Le Gabon renforce le contrôle sur une ressource naturelle d’exception : l’iboga. Cette plante endémique d’Afrique centrale, aux propriétés médicinales reconnues, voit désormais son exploitation et sa commercialisation encadrées par une réglementation stricte. Une décision qui s’inscrit dans la volonté de Libreville de préserver un patrimoine végétal tout en structurant une filière économique prometteuse.
Un cadre légal pour protéger une plante emblématique
La Tabernanthe iboga, arbuste sacré des forêts gabonaises, occupe une place centrale dans le patrimoine culturel et thérapeutique du pays. Utilisée traditionnellement dans le rite bwiti, elle suscite également l’intérêt de la recherche médicale internationale pour ses applications dans le traitement des dépendances aux substances psychoactives. Face à l’augmentation de la demande mondiale, les autorités gabonaises ont décidé d’encadrer rigoureusement son accès.

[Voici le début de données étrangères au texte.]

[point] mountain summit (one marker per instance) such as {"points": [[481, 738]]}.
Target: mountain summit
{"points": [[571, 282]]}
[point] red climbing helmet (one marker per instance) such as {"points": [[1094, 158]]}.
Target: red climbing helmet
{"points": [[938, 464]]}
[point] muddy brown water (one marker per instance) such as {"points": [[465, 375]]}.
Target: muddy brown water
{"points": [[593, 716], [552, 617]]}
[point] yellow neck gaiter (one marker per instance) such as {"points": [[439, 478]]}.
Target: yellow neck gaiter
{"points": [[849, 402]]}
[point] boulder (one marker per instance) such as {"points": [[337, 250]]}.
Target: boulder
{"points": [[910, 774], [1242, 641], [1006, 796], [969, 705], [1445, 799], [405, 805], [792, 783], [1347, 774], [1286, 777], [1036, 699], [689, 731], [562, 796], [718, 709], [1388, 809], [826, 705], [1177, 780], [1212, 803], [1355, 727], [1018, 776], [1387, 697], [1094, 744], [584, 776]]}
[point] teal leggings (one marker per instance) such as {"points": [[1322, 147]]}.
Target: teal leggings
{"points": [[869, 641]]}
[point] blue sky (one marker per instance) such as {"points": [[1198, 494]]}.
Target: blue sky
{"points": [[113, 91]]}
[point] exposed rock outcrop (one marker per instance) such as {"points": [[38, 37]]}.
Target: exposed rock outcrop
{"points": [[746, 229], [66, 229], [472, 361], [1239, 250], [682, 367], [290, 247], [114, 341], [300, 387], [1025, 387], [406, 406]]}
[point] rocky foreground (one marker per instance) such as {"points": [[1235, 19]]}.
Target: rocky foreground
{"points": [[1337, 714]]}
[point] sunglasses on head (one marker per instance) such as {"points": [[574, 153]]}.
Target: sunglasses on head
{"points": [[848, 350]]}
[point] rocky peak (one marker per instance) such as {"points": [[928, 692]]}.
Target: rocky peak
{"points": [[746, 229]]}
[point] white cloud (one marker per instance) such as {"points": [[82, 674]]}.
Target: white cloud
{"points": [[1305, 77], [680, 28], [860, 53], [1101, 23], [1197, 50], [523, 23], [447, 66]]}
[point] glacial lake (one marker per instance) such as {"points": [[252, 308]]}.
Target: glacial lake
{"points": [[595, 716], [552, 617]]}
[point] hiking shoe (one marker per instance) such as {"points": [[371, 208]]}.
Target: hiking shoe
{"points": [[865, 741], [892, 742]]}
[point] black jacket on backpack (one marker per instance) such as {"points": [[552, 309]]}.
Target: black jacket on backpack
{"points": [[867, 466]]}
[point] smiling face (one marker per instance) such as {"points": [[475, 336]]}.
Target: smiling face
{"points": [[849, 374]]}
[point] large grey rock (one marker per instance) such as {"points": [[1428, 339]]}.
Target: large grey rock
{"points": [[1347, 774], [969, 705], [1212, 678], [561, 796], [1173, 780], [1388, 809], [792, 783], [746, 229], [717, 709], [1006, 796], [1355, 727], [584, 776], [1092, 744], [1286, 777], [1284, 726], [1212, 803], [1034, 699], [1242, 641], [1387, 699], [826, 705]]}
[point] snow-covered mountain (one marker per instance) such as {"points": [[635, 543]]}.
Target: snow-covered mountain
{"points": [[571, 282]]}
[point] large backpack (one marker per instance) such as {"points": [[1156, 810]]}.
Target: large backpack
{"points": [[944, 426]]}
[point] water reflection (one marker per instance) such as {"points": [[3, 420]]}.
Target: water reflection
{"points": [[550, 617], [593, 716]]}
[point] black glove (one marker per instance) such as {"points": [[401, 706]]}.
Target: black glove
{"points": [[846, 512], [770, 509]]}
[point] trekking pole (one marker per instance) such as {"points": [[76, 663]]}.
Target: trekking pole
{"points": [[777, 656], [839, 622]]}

Toute activité liée à l’iboga – récolte, transformation, vente ou exportation – nécessite désormais une autorisation préalable des services de l’État. Cette mesure vise à mettre fin à l’exploitation anarchique des peuplements naturels et à garantir une gestion durable de cette ressource. Les contrevenants s’exposent à des sanctions administratives et pénales, reflétant la détermination du gouvernement à faire respecter cette nouvelle réglementation.
La lutte contre la biopiraterie au cœur de la stratégie nationale
La décision répond à une préoccupation majeure : éviter que les bénéfices tirés de l’iboga ne profitent exclusivement à des acteurs étrangers. Depuis plusieurs années, des cliniques en Amérique du Nord et en Europe proposent des traitements à base d’ibogaïne, un alcaloïde extrait de la plante, à des prix élevés. Or, la matière première provient majoritairement des forêts gabonaises, où la cueillette sauvage menace la survie de l’espèce.
En instaurant ce dispositif, le Gabon cherche à sécuriser ses ressources génétiques et à négocier des accords équitables, conformément au protocole de Nagoya. Cette approche s’aligne sur les initiatives d’autres pays du bassin du Congo, engagés dans la protection de leur biodiversité. Cependant, la mise en œuvre de ces mesures nécessite des moyens humains et logistiques adaptés, dans un contexte de vastes zones forestières difficiles à surveiller.
Vers une filière gabonaise de l’iboga
Au-delà de la régulation, cette réforme ouvre la voie à une structuration de la filière iboga. Les acteurs locaux – tradipraticiens, coopératives villageoises et industriels – devront désormais se conformer à un cadre administratif rigoureux. L’objectif est double : préserver les écosystèmes tout en valorisant une plante aux potentialités économiques majeures.
Plusieurs défis restent à relever. Quels critères seront retenus pour l’attribution des autorisations ? Quel organisme public supervisera les demandes ? Comment intégrer les communautés locales détentrices des savoirs traditionnels ? La réussite de cette transition dépendra de la transparence des procédures et de la capacité des autorités à concilier développement économique et préservation environnementale.
Pour les investisseurs étrangers, le Gabon envoie un signal clair : l’iboga n’est plus une ressource accessible sans contrôle. Le pays, qui a multiplié les initiatives en faveur de la valorisation de son patrimoine naturel – des crédits carbone à la certification forestière – renforce ainsi sa souveraineté écologique. La mise en œuvre effective de cette réglementation sera déterminante pour en mesurer l’impact réel.